Forum Discussion

Altera_Forum's avatar
Altera_Forum
Icon for Honored Contributor rankHonored Contributor
17 years ago

Parallel adder timing issues

I am beginner in FPGA design and implementation.I have 2 questions regarding adder implementations. The simulation in below message refers to gate level simulations with SDO file generated by Quartus tool.

I am working on STARTIX II FPGA with Quartus tool. My design need to work at 266 mhz clock. I am looking for fast adder with 1 clock latency(3.75 ns) . I tried Parallel_ADD with mega wizard plug in manager and implemented and simulated in Modelsim. I am seeing output after 3 clock cycles in modelsim and 6.604ns as critical time period for worst path.

I need adder for 2-input with 10 bit wide , which should work at 266 mhz with above specified technology. Can any one suggest implementation views, timing constraints need to set while implementing and etc. Your help is appreciated.

Second Question is, I am seeing the Critical timing path is around 6.604 ns (TCO) after implementation. Does it mean, this design will work 150Mhz?.when i run simulation with model sim, the output for 2-input adder is available only after 3 clocks. Test bench is modeled to work at 266 Mhz. That means latency is 3 clocks, where as timing critical path shows 6.604ns. The data should be available at 7.5 ns in simulation(According to FPGA timing summary ) , but i can see data on the output only after 9 or 10 ns. Is it correlation problem with EDA tools?. Any suggestions?.

Is there any other way, we can calculate timing critical path and its time period and calculate the max frequency to match with Simulation results?.

Regards,

Sam

8 Replies

  • Altera_Forum's avatar
    Altera_Forum
    Icon for Honored Contributor rankHonored Contributor

    For something like an adder, I would just start coding it in HDL and seeing what happens. If there's something you can't do in HDL, or that doesn't get synthesized the way you want, then megafunctions tend to be better. But an adder should be no problem.
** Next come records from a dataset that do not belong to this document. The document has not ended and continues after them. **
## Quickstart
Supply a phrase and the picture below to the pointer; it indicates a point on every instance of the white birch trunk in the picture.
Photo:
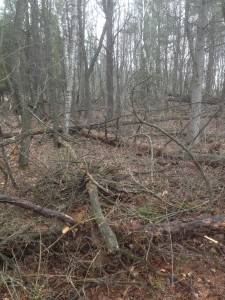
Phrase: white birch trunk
(198, 71)
(68, 26)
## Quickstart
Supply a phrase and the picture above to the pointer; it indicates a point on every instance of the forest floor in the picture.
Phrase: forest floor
(40, 260)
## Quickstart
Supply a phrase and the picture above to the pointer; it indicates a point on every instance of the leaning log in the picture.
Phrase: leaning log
(178, 229)
(103, 225)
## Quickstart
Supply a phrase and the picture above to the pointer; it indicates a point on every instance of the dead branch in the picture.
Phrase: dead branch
(188, 228)
(43, 211)
(106, 232)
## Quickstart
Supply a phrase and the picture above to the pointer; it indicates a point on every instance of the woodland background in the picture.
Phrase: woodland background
(112, 121)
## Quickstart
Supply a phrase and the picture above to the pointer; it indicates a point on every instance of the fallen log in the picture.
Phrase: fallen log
(178, 229)
(43, 211)
(187, 228)
(103, 225)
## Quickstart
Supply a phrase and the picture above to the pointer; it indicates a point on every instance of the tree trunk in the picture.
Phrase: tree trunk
(197, 55)
(108, 6)
(18, 82)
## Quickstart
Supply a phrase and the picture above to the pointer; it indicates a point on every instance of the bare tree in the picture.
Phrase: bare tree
(197, 51)
(67, 13)
(108, 7)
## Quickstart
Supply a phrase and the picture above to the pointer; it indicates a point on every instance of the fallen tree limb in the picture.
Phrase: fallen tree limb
(178, 229)
(43, 211)
(185, 229)
(106, 232)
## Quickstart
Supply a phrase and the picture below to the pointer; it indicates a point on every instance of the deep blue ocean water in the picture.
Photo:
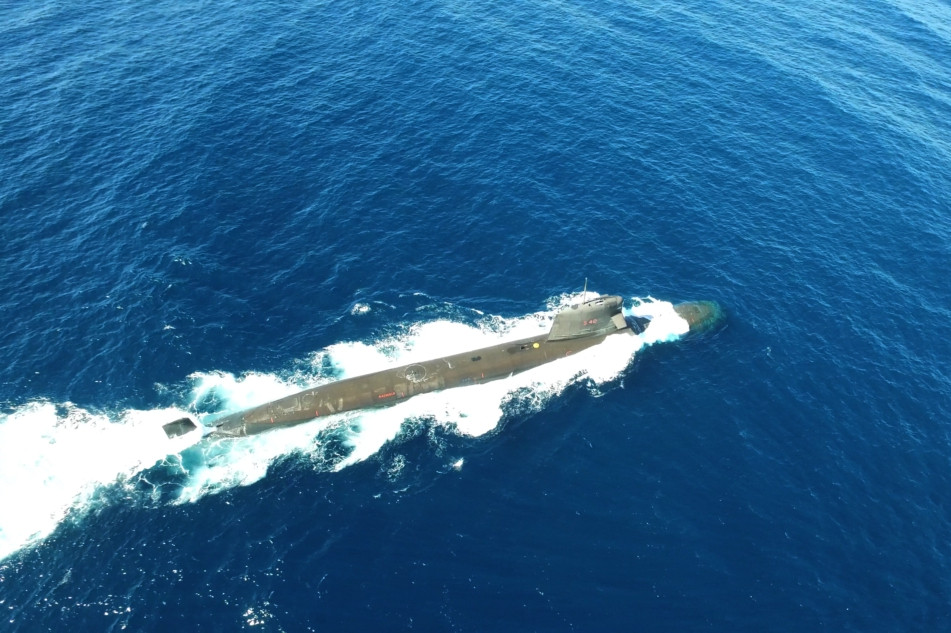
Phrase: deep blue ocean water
(207, 204)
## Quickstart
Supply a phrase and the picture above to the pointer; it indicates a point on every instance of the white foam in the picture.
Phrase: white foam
(53, 460)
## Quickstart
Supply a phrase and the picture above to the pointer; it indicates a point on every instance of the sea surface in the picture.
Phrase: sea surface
(205, 205)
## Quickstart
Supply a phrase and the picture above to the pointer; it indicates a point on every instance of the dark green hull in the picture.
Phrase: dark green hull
(575, 329)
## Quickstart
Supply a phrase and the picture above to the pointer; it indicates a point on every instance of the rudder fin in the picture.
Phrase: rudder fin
(179, 427)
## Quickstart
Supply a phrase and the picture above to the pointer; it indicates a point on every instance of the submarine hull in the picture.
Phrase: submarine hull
(574, 329)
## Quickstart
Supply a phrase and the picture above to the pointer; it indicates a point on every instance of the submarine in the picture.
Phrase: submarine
(575, 328)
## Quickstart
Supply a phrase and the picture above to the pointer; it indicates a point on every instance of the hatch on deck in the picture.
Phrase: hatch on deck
(601, 315)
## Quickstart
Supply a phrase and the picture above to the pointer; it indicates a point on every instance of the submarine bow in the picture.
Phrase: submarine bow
(575, 328)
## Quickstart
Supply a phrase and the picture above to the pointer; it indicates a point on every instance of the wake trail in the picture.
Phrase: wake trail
(57, 460)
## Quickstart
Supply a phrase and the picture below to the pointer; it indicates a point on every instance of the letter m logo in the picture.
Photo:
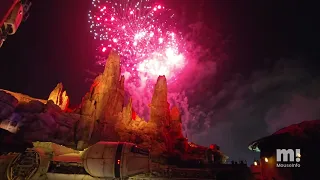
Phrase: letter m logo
(285, 155)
    Are you using the Classic Timing Analyzer or TimeQuest? Since you put 6.604ns TCO, I'm guessing you're using the Classic Timing Analyzer and looking at the delay to an output pin. When benchmarking small functions like this, make sure you're looking "inside the registers". Users often wrap these functions with registers just to make sure. Your I/O timing will be another matter that should be looked at independently, where I'm guessing in your scenario you have a fast adder, and are then looking at the timing on this last register to get out an output pin, which is not what you want to analyze for this function.
  • Altera_Forum's avatar
    Altera_Forum
    Icon for Honored Contributor rankHonored Contributor

    Hi Sam:

    I don't know your entire system, but by your description, I would look in the following areas:

    1) Doing the add at 266 MHz should be fine as long as both input and outputs are registered. Although you can do this adder using the megafunction wizard, This is a very basic function, that I would suggest you do in strait verilog or vhdl. For verilog this would look like the following:

    module adder10bit (

    input clk_i,

    input reset_i,

    input signed [9:0] A_i,

    input signed [9:0] B_i,

    output signed [10:0] Sum_o

    );

    reg signed [9:0] A_r;

    reg signed [9:0] B_r;

    reg signed [10:0] Sum_r;

    wire signed [10:0] Sum_c;

    assign Sum_o = Sum_r;

    assign Sum_c = A_r + B_r; // Actual adder

    always @(posedge clk_i)

    begin

    if (reset_i)

    begin

    A_r = 10'd0;

    B_r = 10'd0;

    Sum_r = 11'd0;

    end

    else

    begin

    A_r = A_i;

    B_r = B_i;

    Sum_r = Sum_c;

    end

    end

    endmodule

    Once you synthesize this block with the correct timing constraints, it should be able to do the 266MHz with no problem on Stratix II.

    It will have a clock Latency of 2 clocks, but can have a new result every clock cycle.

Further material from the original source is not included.